The Island of Yap is a small island located in the center of the Pacific Ocean, mostly famous today for its use of massive stones as a form of currency, in 1922 it represented an unusual nexus point of history and around it circled a vast series of diplomatic maneuvers between the United States, Great Britain, and Japan. The surface issues was over Japan’s control of the valuable underseas cables that came ashore on Yap Island, cables that the United States relied upon to maintain reliable fast communications between its mainland and the US occupied Philippine Islands. But beneath this surface issue was a deeper concern, the serious concern with the U.S. State Department about the remote, but real, possibility of the U.S. being drawn into a two front war over Yap Island, with the US in the center of a Japanese-British beat-down sandwich. The heart of the issue was an old alliance signed in 1902, and renewed annually, between Great Britain and Japan that promised mutual defense in the event of war being declared on either party. The Japanese had joined World War I due to this treaty and dutifully waged war on Germany, and in 1922 the treaty was coming up once again for renewal. Japan was eager to renew it and Great Britain was hesitant, it wanted to build on its growing relationship with the U.S. after World War I and the idea that an old treaty might force it to attack the U.S. didn’t sit well with that goal. In turn the U.S. was not looking forward to the idea that if it wanted a good solid war with Japan over an issue in the Pacific, like Yap Island, that it had to worry about Great Britain attacking the U.S. east coast or other odd scenarios, like an invasion from Canada into the U.S. Northwest. No what was needed was a new means of breaking the Anglo-Japanese Alliance apart but it had to be done in a manner with finesse.

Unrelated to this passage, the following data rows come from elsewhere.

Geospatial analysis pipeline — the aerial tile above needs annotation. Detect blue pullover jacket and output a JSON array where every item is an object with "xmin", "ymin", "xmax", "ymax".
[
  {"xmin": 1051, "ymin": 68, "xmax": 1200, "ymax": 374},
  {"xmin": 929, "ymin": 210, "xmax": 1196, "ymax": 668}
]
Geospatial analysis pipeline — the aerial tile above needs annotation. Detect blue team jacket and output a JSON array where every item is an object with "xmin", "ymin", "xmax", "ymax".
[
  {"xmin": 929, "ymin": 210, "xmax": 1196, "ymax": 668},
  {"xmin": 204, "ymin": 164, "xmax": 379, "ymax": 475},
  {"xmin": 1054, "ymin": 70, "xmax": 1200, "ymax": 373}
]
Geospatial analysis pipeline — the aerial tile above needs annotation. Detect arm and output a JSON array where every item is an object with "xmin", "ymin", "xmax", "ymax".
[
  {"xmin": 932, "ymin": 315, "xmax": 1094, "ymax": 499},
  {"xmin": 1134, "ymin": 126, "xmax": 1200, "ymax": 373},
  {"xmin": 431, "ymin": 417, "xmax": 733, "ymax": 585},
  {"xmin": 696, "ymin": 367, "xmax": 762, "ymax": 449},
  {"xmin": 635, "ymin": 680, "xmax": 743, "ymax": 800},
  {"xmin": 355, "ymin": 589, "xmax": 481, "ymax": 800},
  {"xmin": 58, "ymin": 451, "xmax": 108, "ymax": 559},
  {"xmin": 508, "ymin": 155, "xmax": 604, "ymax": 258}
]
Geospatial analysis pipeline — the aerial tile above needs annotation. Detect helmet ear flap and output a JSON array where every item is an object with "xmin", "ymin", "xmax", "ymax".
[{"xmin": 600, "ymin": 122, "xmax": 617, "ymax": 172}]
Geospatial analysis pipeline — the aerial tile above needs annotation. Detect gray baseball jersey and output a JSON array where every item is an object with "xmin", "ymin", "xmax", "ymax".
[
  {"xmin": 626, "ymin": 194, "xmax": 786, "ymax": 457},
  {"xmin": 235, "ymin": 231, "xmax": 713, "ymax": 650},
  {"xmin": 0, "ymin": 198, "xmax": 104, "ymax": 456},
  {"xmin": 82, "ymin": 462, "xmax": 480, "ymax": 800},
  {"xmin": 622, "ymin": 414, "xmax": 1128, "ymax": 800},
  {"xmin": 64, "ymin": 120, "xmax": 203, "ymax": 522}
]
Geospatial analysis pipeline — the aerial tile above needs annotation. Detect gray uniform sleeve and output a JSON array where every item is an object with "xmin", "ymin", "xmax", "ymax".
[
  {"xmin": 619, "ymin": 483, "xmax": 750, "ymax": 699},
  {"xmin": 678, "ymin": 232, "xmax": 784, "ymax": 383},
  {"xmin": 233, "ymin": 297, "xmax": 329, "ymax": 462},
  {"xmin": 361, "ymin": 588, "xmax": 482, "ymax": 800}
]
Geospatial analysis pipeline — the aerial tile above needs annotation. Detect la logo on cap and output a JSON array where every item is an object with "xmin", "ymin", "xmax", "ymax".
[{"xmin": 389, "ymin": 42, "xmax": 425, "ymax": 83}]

The problem for Great Britain was the Anglo-Japanese Alliance was still looked upon favorably by the British public and Britain’s leadership felt that breaking an alliance with a partner nation with whom they had just fought a successful war would be a major diplomatic black mark. Furthermore, Japan was so eager to renew the alliance in 1922 on general principle that Britain’s leaders felt something had to be done to appease Japan or they risked losing a valuable ally and possibly gaining an angry adversary who could threaten their position in Asia. The end result was the creation of a new alliance, the Four Power Treaty of 1922. What this treaty did was replace the formal Anglo-Japanese alliance with a treaty that promised mediation, and recognition of the current division of territories in the Pacific, between the United States, Great Britain, and Japan. The treaty also involved France which was dropped into the proceedings to round out the treaty and put a “neutral” power into the mix. At the same time the US and Japan hammered out a treaty about Yap Island, Japan kept the island but the US got protected commercial interests on the island. It was not the treaty Japan wanted but it was one they could settle on, as the Four Power Treaty was also one that Japan didn’t want, but settled on.
You might ask what Japan got in exchange for those two concessions that made it so willing to swallow two less-than-optimal treaties, well first it got huge gains in the Nine Power Treaty over China, a topic too broad for this post but good for one in the future. More critically though it gained a major concession in the 1922 Washington Naval Treaty, technical naval parity with Great Britain and the United States in the Pacific. Prior to the Washington Naval Treaty the general theory was that each nation would attempt to build the largest navy it could in an effort to defend its own interests and to be able to project successful offensive power against an opponent. The Washington Naval Treaty attempted to end the second aspect of naval building by instead creating strict fleet number and tonnage ratios – ratios designed to allow a power to defend its regional or global interests successfully but leave it lacking enough naval force to act offensively, in theory ending aggressive war. Japan was granted naval parity with the United States and Great Britain in the Pacific, meaning that although it’s fleet was smaller in tonnage and number than the US and British fleets, within its zone in the Pacific it was felt Japan’s fleet was sufficient to ensure no other power could challenge it. Which, in turn, was a defacto granting to Japan of something it had coveted since the turn of the early 20th century, equality with Europe’s great powers. (It was an added ego rub that Japan’s fleet was larger than that of France or Italy.)